Une anamnèse approfondie nous permet d’écarter certains des diagnostics. Le patient ne se souvient pas d’avoir été exposé à des piqûres d’arthropode et ne se plaint pas de prurit, de plus ces lésions sont en général uniques et unilatérales. Il rapporte avoir des rapports sexuels non protégés exclusivement avec sa femme. Il n’a pas de symptômes uro-génitaux. Toutefois le dernier dépistage des infections sexuellement transmissibles remonte à plusieurs années. Une syphilis secondaire se manifeste environ 3–10 semaines après l’incubation primaire et sous forme d’éruption cutanée très variable. Une vascularite leucoytoclasique peut se présenter sous forme de lésions purpuriques palpables dont certaines nécrotiques et prédominant aux membres inférieurs. Le PLEVA se manifeste par des lésions polymorphes souvent maculo-papulaires avec une fine desquamation et une nécrose hémorragique. Une papulose lymphomatoïde apparaît sous la forme d’une éruption de papules de 0,5–1 cm de diamètre, parfois plus, qui se recouvrent de squames micacées ou qui deviennent hémorragiques et nécrotiques [1].
Question 2
Quel examen complémentaire est le moins pertinent pour avancer dans le diagnostic différentiel?

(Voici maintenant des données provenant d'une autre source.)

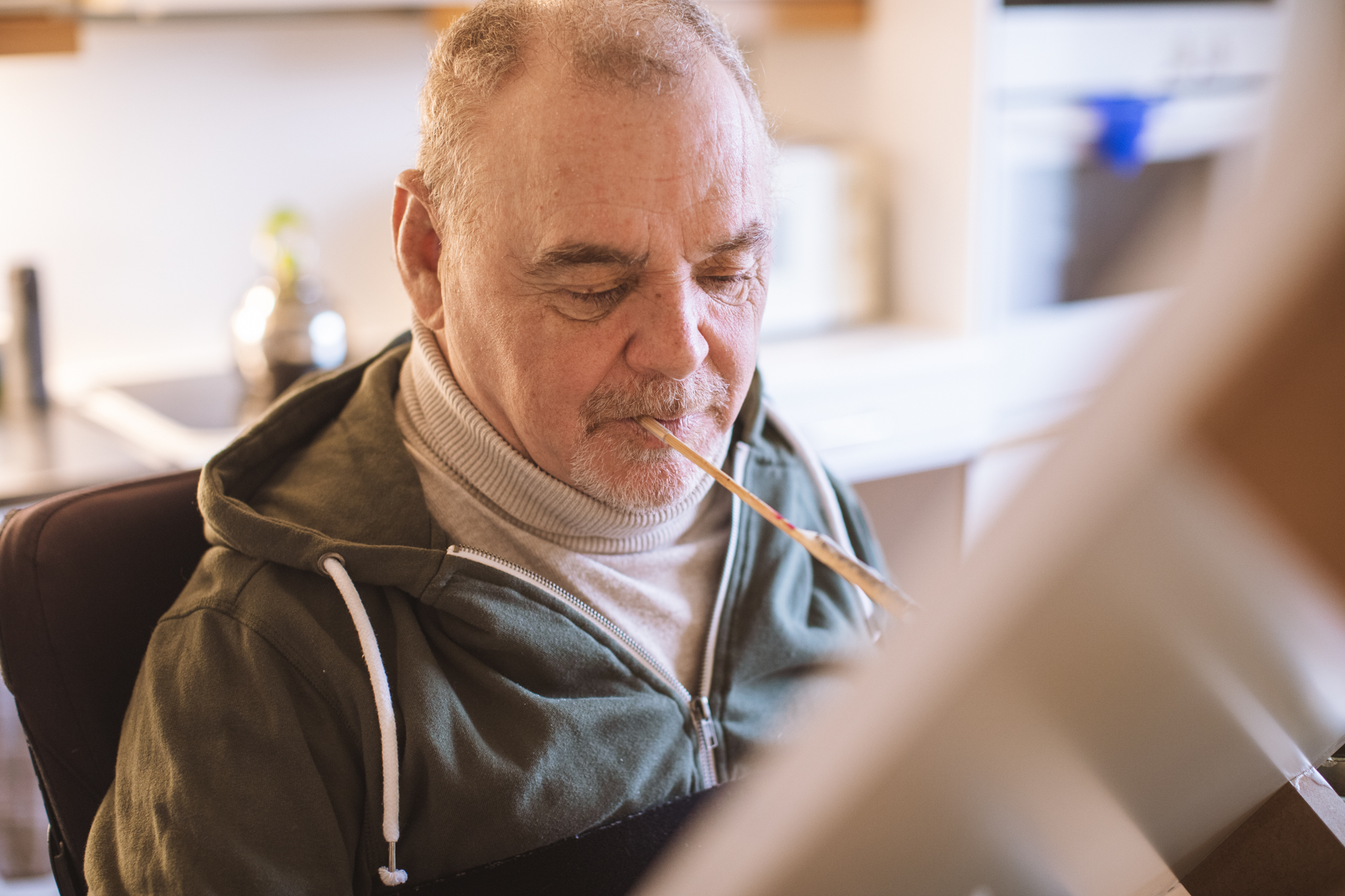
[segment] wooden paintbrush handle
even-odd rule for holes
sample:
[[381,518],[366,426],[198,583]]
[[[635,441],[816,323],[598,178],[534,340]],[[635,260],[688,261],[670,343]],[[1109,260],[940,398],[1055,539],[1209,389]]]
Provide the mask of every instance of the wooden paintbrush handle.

Un bilan biologique (formule sanguine complète, fonction rénale, fonction hépatique, les sérologies pour l’hépatite B et C, HIV et syphilis, l’électrophorèse des protéines sériques) revient négatif. Le complément de bilan d’auto-immunité revient dans la norme pour le dosage du facteur rhumatoïde, la vitesse de sédimentation, le dépistage des anticorps anti-nucléaires, les anticorps ANCA-PR3 ANCA-MPO (anti-cytoplasme des neutrophiles), les anticorps anti-membrane basale, les cryoglobulines et du complément C3 et C4. Le sédiment urinaire avec un rapport albumine/créatinine est normal diminuant la probabilité d’une atteinte rénale. Une échographie Doppler des membres inférieurs montre une insuffisance de la grande veine saphène bilatéralement et exclut une thrombose veineuse profonde. Nous n’avons pas estimé qu’un CT thoraco-abdominal ne soit pertinent à ce stade, cela ne nous aurait pas avancé dans notre diagnostic différentiel. La biopsie cutanée réalisée au niveau des lésions de la jambe gauche montre une parakératose focale, dyskératose, acanthose irrégulière avec une atteinte de l’interface et dégénérescence vacuolaire de la couche basale sur plusieurs foyers, nécroses kératinocytaires isolées, un infiltrat inflammatoire lymphohistiocytaire lichénoïde du derme superficiel et de nombreux foyers de globules rouges extravasées (fig. 2.).
Question 3
Quel diagnostic retenez-vous?
L’absence d’une atteinte de la paroi vasculaire infirme le diagnostic de vascularite (de même que le bilan d’auto-immunité négatif). L’absence d’infiltrat lymphocytaire dermique dense avec lymphocytes atypiques CD30+ infirme également le diagnostic d’une papulose lymphomatoïde. Le bilan infectieux permet d’écarter une syphilis secondaire. Il n’y a pas d’argument pour un érythème polymorphe ni sur la présentation clinique (pas de lésions en cocarde, pas d’atteinte palmo-plantaire, pas d’atteinte des muqueuses) ni sur la biopsie cutanée. Le résultat de la biopsie est compatible avec le diagnostic d’un PLEVA. Le pityriasis lichénoïde est une maladie dermatologique inflammatoire comprenant un spectre de maladies allant de la forme aiguë – le PLEVA, à la forme chronique – le pityriasis lichénoïde chronique. L’étiologie reste encore indéterminée. Le pic d’incidence de la maladie survient entre 10 et 30 ans et touche surtout les hommes avec un ratio 1:2 [1]. Les patientes et patients développent de façon rapide une éruption maculo-papulaire avec une fine desquamation pouvant évoluer en papules purpuriques, hémorragiques et nécrotiques. Les lésions sont souvent polymorphes et à différents stades d’évolution. Les parties du corps atteintes sont en général le tronc et les membres inférieurs. Les lésions sont indolores, mais peuvent parfois être prurigineuses et douloureuses. Elles peuvent laisser des séquelles sous forme de lésions hypo- ou hyperpigmentées. En général les patientes et patients n’ont pas d’autres symptômes mais peuvent rapporter des arthralgies, des douleurs abdominales, de la fièvre et des adénopathies [1, 2].
Question 4
Quel est le traitement le moins approprié?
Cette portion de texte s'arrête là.